The CEOs at the top Southwest Michigan companies make almost as much money every day as their employees earn in a year.

It used to be that jobs at the Kellogg plant, Whirlpool factory and Stryker labs were great jobs; a lot of money could be made and you could support your family by making cereal, assembling washers and dryers and building medical equipment. We know things are different today and, while these may still be good jobs, executive salaries far outweigh the average. Are these top CEOs worth it?

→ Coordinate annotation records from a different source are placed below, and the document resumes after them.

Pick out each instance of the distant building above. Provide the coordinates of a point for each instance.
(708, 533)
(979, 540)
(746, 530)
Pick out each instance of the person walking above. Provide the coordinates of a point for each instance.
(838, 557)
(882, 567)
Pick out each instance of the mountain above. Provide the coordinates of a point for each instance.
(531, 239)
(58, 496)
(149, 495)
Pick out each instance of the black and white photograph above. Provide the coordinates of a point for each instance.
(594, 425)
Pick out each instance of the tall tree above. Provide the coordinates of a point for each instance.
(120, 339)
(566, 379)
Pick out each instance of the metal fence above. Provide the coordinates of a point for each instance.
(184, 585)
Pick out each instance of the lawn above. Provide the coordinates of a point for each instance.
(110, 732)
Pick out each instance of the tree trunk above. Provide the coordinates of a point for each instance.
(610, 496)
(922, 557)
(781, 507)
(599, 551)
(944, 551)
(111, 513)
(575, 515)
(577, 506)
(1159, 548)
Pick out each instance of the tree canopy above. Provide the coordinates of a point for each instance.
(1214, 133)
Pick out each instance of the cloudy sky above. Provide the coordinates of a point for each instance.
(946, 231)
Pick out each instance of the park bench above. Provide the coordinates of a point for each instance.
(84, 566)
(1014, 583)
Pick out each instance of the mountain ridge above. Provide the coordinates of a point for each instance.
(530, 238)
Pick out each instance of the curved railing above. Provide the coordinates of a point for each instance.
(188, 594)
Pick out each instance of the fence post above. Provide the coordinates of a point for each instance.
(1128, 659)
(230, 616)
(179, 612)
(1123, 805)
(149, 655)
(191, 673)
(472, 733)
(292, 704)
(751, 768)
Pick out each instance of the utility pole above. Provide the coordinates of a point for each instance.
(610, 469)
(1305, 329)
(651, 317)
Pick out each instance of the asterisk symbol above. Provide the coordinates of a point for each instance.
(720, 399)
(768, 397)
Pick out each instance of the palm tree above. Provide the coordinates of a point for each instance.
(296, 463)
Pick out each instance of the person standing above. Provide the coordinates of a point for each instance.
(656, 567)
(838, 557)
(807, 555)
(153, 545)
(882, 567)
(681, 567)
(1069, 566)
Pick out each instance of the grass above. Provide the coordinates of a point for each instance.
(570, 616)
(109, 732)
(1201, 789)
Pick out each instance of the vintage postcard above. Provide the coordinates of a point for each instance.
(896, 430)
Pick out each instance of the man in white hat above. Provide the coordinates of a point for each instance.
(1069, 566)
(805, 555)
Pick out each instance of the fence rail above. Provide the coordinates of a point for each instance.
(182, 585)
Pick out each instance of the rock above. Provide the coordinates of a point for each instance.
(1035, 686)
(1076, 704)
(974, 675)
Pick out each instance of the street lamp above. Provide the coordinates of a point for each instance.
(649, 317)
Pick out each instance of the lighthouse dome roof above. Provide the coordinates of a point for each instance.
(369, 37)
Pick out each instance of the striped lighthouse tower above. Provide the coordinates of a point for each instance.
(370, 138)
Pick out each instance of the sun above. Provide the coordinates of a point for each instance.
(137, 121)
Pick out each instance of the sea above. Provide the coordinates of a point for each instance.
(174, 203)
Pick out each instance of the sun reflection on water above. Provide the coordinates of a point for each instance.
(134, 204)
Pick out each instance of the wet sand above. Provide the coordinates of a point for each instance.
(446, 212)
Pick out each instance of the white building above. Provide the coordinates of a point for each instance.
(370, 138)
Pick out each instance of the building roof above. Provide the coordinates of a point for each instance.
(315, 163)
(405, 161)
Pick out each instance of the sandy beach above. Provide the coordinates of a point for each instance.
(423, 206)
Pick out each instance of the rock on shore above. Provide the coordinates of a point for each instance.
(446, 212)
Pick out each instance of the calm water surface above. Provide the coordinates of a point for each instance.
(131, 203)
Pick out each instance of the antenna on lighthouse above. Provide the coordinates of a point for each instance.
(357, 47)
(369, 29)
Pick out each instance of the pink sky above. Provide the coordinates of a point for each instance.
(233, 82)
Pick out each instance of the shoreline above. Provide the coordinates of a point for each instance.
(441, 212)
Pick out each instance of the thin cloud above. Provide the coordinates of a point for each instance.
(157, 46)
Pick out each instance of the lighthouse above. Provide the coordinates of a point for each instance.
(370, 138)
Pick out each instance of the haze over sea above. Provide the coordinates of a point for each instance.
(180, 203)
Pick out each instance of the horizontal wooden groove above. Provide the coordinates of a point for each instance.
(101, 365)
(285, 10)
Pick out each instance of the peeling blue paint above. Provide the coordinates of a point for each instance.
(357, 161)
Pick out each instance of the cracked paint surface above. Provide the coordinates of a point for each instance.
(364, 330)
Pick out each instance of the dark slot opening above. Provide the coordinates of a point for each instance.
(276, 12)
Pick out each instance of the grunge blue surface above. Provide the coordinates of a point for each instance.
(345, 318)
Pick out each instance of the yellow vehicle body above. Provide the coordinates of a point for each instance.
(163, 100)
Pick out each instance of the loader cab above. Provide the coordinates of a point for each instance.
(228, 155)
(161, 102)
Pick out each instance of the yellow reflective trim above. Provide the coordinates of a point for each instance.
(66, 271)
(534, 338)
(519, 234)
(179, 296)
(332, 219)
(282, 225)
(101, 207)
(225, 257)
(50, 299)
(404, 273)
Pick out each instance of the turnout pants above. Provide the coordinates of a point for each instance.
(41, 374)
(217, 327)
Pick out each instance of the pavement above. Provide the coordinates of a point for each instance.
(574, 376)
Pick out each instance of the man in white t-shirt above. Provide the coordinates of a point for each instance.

New filings required by the federal government show top executives at 12 of Michigan’s largest publicly traded companies earned, on average, 332 times as much as their median employees.

-Detroit News

Whirlpool head Mark Bitzer is the 2nd highest paid official of publicly traded Michigan companies when you compare his salary to the income of the average Whirpool worker: $20,485 v.s $11,847,762, a startling ratio of 578-1. Kellogg commander Steve Cahillane is paid $9,989,992 and the operators average $46,948 (213-1) and Stryker staffers earn a respectable $68,841 on average while skipper Kevin Lobo pockets almost $14 million each year.

Add the three executive salaries and you get $11,916,273, or $32,647/day, not far from the median income of $37,606 annually cited in the report. I'm no economist, businessman or accountant, I'm just the guy on the radio. Please, double-check my math and read the complete Detroit News story here with all top 12 Michigan companies.

Obviously, the person at the top of a corporation has many more responsibilities and an entirely different skill set from average wage-earners but is this too much? I'd bet companies would argue if they don't keep the right visionaries they will fall behind but there's got to be a way to narrow the gap.